Key takeaways
In this module, you learned:
- CJA shifts processing to report time rather than collection time. Traditional Adobe Analytics applies most processing rules (like VISTA rules and processing rules) as data arrives — meaning decisions about what to capture and how to categorize it must be made upfront. CJA is designed for minimal collection-time processing and instead applies powerful transformations at query time through data views and Analysis Workspace, giving analysts far more flexibility after the fact.
- The "person ID" is what allows CJA to unify data across sources into a single journey. When building a connection, you select a person ID field for each dataset. This common identifier is what ties events together — enabling CJA to stitch together touchpoints from different datasets (web, call center, mobile app, in-store) under a single person, which is the foundation for true cross-channel journey analysis.

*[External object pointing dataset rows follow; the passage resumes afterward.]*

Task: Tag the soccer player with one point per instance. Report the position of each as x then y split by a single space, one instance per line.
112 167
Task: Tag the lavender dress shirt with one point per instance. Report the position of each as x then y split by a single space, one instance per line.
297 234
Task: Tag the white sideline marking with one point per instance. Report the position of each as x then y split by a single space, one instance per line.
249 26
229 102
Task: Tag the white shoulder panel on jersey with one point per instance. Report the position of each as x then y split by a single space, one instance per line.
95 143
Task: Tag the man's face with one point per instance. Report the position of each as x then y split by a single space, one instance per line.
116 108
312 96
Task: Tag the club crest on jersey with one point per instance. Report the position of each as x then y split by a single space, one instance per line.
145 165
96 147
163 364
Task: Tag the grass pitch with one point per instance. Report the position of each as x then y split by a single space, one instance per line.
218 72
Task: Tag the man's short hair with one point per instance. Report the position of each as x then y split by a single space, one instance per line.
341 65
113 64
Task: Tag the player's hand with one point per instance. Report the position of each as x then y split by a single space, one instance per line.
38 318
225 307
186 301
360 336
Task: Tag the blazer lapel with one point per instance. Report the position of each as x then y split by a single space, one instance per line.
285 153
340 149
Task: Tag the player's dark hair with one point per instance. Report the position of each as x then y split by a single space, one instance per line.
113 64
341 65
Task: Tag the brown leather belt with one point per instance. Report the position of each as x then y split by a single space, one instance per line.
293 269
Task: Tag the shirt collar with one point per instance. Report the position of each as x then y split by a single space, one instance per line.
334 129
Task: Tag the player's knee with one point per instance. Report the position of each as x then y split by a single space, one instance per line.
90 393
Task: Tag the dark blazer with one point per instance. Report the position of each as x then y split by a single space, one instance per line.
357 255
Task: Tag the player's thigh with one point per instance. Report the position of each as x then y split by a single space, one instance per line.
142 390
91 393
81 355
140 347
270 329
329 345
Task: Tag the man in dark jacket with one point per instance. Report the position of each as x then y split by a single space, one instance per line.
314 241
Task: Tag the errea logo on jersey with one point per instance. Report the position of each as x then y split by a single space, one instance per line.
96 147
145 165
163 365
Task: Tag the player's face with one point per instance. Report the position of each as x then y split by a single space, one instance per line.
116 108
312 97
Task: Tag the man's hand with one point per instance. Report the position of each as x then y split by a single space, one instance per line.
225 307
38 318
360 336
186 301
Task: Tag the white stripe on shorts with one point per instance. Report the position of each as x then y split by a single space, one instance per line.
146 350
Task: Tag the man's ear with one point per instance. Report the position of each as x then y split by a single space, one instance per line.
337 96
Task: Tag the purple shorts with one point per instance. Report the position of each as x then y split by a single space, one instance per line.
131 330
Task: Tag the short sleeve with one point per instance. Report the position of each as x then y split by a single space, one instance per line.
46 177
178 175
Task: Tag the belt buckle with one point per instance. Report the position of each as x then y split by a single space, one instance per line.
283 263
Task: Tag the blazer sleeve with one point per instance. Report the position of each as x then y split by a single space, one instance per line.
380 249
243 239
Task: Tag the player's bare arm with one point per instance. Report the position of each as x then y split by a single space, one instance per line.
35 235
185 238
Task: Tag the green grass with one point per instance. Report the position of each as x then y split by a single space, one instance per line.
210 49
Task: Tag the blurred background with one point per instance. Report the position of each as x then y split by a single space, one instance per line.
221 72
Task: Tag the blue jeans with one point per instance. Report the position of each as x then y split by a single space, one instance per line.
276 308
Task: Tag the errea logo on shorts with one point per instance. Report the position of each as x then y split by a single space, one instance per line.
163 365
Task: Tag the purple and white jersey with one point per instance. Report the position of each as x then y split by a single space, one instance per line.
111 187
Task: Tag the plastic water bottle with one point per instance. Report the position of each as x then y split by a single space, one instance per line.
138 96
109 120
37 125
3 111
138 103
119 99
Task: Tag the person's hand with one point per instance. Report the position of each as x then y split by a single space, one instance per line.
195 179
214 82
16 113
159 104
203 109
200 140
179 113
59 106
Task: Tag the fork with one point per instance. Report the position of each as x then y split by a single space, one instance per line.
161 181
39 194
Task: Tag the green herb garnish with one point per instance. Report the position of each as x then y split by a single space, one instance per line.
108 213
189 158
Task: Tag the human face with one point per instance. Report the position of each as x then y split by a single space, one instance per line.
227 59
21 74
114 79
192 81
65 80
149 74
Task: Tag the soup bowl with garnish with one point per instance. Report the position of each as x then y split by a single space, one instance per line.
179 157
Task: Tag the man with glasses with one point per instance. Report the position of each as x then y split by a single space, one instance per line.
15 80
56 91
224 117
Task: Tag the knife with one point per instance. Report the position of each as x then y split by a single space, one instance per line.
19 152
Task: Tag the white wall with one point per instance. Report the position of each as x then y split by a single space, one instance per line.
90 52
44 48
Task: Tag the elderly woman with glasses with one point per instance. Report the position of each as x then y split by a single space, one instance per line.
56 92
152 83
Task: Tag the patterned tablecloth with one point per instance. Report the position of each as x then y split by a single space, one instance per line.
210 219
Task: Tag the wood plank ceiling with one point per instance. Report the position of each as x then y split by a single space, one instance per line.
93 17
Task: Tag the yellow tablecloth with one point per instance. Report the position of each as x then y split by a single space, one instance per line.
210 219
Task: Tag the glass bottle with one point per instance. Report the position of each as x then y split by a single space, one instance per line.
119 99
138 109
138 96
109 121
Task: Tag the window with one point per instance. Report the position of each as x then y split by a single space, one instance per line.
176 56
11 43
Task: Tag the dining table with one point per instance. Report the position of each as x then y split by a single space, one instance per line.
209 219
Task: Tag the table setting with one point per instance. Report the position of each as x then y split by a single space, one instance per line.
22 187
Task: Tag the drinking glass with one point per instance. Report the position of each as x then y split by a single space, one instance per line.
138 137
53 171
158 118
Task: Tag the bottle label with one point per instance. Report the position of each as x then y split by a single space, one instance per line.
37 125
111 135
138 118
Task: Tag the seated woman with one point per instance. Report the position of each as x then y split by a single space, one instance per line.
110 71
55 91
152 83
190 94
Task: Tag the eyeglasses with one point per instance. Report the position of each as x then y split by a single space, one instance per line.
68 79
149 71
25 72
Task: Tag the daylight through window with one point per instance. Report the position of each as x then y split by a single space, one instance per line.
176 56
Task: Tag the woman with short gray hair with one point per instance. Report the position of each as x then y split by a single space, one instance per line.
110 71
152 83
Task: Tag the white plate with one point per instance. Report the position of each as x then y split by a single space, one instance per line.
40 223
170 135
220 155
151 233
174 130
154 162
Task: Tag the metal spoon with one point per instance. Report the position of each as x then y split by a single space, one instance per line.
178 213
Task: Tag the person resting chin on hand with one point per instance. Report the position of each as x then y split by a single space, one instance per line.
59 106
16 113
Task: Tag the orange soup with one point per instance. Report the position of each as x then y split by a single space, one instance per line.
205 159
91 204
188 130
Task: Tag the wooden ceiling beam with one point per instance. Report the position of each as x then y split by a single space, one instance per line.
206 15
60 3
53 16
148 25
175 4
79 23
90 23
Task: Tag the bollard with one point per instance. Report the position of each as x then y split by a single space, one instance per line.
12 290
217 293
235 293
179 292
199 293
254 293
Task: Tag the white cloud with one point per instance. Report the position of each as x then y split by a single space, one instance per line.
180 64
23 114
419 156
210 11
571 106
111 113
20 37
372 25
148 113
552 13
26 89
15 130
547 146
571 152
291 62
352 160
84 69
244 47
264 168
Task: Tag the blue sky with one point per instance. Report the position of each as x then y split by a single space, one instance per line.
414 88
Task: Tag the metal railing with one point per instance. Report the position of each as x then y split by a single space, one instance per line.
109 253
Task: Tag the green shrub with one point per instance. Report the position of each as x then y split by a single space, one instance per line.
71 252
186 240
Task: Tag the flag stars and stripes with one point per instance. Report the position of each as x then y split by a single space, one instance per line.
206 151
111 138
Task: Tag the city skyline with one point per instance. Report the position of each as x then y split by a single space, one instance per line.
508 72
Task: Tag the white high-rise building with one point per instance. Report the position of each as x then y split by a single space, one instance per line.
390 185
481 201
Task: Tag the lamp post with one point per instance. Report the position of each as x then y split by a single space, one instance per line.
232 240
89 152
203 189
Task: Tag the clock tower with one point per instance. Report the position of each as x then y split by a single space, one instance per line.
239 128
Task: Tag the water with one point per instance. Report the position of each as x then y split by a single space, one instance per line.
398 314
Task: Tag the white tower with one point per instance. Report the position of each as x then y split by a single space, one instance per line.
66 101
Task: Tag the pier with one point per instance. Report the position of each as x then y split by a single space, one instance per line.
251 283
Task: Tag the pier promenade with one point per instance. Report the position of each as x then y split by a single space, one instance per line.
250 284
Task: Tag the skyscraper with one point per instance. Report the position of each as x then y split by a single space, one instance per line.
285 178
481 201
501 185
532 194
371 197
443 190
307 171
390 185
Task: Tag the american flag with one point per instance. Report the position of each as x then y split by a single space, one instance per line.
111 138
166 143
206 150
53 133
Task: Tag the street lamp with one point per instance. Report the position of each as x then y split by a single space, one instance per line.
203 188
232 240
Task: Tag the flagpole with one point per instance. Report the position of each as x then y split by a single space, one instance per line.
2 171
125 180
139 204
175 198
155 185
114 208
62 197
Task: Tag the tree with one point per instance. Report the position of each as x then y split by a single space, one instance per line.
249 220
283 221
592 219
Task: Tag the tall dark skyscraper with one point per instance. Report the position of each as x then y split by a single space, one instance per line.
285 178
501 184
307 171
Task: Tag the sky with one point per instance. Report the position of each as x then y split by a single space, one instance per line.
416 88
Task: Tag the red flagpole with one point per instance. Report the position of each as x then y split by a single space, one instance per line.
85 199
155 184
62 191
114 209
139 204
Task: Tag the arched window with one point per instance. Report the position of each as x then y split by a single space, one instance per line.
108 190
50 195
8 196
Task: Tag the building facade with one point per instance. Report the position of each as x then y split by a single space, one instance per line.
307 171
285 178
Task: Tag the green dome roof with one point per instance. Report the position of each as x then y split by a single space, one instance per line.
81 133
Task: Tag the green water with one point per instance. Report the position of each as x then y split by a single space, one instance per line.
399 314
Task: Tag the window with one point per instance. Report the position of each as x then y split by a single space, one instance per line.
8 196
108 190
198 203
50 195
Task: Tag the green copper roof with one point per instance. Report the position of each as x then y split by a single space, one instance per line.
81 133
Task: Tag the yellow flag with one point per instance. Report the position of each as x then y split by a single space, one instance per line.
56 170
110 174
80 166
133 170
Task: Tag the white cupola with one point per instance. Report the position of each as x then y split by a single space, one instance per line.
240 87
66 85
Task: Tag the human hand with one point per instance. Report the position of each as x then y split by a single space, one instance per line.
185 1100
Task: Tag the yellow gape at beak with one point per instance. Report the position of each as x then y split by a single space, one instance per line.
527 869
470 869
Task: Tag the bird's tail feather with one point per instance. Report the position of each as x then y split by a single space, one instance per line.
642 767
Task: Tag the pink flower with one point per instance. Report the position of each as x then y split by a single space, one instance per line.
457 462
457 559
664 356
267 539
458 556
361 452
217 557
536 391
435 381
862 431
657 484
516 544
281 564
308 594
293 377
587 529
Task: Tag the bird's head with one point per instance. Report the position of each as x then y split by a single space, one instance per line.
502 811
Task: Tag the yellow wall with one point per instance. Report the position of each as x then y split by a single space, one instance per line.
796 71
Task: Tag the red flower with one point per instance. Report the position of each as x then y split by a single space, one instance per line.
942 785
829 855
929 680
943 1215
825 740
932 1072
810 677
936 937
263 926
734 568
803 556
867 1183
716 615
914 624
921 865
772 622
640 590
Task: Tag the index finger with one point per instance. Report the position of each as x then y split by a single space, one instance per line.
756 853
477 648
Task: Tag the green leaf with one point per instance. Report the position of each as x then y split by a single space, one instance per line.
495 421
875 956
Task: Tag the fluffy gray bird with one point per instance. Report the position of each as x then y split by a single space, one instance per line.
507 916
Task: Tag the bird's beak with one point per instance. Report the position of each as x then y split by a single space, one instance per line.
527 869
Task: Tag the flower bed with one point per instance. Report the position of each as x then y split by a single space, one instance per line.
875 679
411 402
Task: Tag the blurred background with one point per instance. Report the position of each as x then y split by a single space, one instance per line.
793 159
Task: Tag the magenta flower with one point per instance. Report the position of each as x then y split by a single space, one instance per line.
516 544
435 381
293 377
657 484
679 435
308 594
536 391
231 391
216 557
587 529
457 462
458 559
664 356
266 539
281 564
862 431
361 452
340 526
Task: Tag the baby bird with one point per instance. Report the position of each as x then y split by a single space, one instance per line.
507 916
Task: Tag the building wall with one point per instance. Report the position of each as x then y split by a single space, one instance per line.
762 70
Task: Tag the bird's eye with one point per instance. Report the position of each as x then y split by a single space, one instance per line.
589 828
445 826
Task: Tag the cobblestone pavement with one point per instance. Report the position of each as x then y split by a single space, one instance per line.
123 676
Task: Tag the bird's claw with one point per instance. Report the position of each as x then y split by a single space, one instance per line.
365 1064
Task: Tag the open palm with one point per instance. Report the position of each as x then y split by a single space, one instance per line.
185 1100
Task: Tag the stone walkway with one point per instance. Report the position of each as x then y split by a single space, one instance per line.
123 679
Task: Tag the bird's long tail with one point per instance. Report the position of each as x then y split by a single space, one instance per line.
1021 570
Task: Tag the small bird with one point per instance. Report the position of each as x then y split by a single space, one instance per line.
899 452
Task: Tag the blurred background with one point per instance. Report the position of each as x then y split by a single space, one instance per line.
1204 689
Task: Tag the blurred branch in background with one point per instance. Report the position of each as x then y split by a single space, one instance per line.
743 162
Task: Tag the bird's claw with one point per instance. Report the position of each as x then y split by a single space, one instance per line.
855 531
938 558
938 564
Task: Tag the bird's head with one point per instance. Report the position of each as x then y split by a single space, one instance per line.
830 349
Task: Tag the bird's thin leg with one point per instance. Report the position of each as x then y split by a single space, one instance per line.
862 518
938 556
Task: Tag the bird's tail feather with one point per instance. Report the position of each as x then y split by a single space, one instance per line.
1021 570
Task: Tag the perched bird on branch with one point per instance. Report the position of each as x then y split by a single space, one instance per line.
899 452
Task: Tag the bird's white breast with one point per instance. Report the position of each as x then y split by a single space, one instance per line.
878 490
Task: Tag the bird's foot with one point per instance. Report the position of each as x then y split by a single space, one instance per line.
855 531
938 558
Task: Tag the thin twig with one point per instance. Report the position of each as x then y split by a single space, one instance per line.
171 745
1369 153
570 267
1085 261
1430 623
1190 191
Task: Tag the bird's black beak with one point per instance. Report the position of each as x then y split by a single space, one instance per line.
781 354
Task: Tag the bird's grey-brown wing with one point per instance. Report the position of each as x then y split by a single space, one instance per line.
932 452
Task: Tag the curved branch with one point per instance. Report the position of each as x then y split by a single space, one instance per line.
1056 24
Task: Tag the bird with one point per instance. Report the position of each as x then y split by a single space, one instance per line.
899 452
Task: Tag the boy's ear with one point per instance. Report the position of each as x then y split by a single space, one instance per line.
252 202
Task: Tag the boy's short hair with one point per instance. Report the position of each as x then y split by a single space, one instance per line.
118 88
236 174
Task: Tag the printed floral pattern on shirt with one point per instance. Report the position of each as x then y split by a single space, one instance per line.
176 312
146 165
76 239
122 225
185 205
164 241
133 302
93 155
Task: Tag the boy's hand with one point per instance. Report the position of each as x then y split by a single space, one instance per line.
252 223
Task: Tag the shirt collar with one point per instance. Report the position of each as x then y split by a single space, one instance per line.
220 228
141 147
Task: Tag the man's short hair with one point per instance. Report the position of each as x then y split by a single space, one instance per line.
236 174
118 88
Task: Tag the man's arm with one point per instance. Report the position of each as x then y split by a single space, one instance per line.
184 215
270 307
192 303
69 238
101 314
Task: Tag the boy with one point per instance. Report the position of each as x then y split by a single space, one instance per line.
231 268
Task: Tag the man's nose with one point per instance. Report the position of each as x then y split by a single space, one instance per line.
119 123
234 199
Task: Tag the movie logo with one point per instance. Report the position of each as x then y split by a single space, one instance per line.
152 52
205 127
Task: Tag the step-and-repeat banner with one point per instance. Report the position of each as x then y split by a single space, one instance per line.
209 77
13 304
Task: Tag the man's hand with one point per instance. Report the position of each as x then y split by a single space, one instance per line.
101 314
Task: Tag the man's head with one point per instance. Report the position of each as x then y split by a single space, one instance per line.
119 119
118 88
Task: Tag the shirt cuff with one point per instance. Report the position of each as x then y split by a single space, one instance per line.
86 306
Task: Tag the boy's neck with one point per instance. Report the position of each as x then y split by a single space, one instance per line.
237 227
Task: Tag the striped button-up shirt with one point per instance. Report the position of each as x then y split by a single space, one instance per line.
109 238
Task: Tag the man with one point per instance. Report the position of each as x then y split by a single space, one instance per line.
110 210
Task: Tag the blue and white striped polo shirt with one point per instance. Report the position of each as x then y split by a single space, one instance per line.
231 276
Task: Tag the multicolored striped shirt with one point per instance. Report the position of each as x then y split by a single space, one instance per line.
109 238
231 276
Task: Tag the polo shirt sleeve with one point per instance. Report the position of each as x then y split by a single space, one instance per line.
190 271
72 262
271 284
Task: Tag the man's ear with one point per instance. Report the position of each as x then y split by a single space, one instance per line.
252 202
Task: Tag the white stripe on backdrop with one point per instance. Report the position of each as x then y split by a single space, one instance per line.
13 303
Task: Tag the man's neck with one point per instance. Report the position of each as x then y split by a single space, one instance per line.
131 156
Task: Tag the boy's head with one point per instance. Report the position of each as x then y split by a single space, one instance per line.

- A data view is a layer of interpretation on top of a connection. Rather than storing a separate copy of data, a data view is a configuration container that defines how the data from a connection is surfaced in Analysis Workspace — which dimensions and metrics are available, what those components are called, which schema columns they pull from, and how they behave. A single connection can have multiple data views with different configurations.
- CJA stores data in a columnar format for faster analytical queries. Instead of organizing data row by row (as a traditional database might), columnar storage groups all values of each field together. This makes it significantly faster to filter and aggregate large datasets — particularly for the kinds of queries analysts run when slicing data by different dimensions and metrics.
- Custom component IDs keep metrics compatible across different data views. When you assign a custom ID to a metric in a data view, the CJA reporting API uses that ID to identify the metric regardless of which schema field it pulls from. This means a workspace project built with that metric can remain functional even if it is opened against a different data view — an important consideration when building reports intended to be reused across multiple connections or datasets.